Quelques dizaines d’années auparavant (1968), Jacques Dutronc avait déjà mis le doigt là-dessus, mais uniquement pour le jour avec « Fais pas ci, fais pas ça » (Lanzmann, Segalen) :
« Fais pas ci, fais pas ça Viens ici, mets toi là
Attention prends pas froid Ou sinon gare à toi
Mang’ ta soup’ allez bross’ toi les dents
Touch’ pas ça fais dodo Dis papa dis maman »
Alain Souchon, en 2011, passe la deuxième couche pour ces journées harassantes :
« Le jour, voulez-vous vous tair’ Le jour, rang’ tes affair’
T’as tes d’voirs à fair’ C’est la faut’ à Voltair’ »

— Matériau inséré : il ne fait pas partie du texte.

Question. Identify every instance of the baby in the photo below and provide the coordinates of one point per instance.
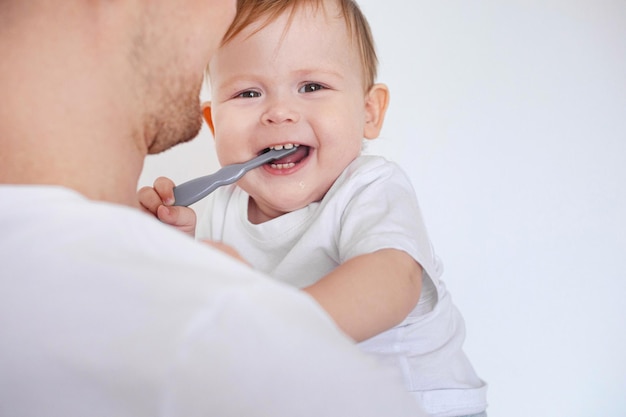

La musique vraiment sympa, en ton de SOL majeur, est construite en 3 parties. Elle débute par le refrain (« Il y’a le jour, il y’a la nuit »), chanté joyeusement par un chœur d’enfants sur les accords : SOL (I), MIm (VIm), LAm (IIm), SOL, SOL, DO (IV), SOL. Puis vient le couplet (« Le jour on m’coll’ à l’écol’ ») plus monotone, avec juste deux accords (SOL, DO) et un récitatif sur un ton un peu morfondu d’Alain Souchon pour bien marquer l’ennui de la journée. Avec le pont consacré à la nuit, la mélodie explose, souriante, presque radieuse et se construit sur LAm (IIm), RÉ (V), SOL (I), et MI m (VIm) : c’est le retour à la vraie vie.
À cause d’elles a été publié et vendu au profit de la Ligue contre le cancer.